A slash-and-burn field of Fujisawa kabu turnips and Shonai pork on a plate

Haguro Men’yo sheep contribute the mutton that Okuda uses in dishes like this combination with spaghetti squash(ito kabocha)

Unlike some colleagues, Okuda sees cooking not as a mode of self-expression, but as a chance to tell a story.

“I spoke to all kinds of agricultural experts and professors who came to dine at my restaurant over the years. They all told me why Tsuruoka was special from the perspective of their field, but no one had ever connected the dots and presented Tsuruoka’s foodways as a unified whole before,” Okuda says. His efforts to do this ultimately led to UNESCO recognition, and today the residents of Tsuruoka take great pride in the rich diversity of dining experiences they can offer as a popular destination for overseas visitors to Yamagata.
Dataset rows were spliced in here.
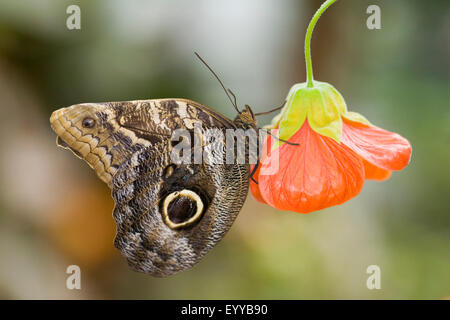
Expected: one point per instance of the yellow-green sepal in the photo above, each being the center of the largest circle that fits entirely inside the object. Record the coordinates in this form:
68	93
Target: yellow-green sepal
356	117
321	104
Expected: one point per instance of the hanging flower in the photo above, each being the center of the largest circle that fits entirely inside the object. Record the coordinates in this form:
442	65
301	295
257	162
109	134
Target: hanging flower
337	149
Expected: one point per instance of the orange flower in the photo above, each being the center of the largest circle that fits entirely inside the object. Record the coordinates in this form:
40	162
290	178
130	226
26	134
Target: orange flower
321	172
337	149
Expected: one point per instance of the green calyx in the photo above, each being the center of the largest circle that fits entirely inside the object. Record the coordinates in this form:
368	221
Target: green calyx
321	104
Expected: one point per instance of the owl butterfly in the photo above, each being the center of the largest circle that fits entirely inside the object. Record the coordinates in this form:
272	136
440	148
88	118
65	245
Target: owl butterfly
168	215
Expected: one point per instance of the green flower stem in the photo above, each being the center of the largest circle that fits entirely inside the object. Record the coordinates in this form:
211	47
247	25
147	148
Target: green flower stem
312	24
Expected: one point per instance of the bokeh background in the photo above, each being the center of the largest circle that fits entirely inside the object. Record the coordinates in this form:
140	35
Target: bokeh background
54	212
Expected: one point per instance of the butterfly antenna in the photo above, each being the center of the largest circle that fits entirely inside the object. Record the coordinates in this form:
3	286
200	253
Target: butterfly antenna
270	111
234	96
220	81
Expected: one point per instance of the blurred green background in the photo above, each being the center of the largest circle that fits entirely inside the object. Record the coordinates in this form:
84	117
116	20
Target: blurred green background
54	212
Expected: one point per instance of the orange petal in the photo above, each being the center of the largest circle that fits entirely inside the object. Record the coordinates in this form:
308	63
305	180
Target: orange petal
376	173
382	148
317	174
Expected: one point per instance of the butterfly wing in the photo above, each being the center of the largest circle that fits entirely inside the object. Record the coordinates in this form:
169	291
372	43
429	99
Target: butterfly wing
168	215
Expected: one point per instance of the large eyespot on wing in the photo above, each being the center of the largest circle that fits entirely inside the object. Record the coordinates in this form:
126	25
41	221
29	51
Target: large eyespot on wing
181	209
169	216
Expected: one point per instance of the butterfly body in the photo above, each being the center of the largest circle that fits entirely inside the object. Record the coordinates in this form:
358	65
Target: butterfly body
168	215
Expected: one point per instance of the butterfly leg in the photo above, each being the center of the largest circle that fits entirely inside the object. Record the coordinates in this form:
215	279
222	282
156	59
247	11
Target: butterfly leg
253	172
Okuda remains at the forefront of the city’s culinary culture. He has opened a school to train a new generation of chefs, and cultural exchanges with other UNESCO Creative Cities of Gastronomy are ongoing. “We had visitors from Parma and held a Prosciutto Festival with them,” recalls Okuda. “After that, we started making prosciutto in Tsuruoka, too!”

Okuda also hosts gastronomy tours showcasing Tsuruoka’s food culture, such as the Haguro Men’yo sheep being admired by participants here

Tsuruoka’s foodways were built on openness and adaptation, integrating ingredients and ideas from elsewhere in ways that augmented rather than replaced what came before. Now that the city has come to global attention, the possibilities are broader than ever for delighting diners in new and unexpected ways.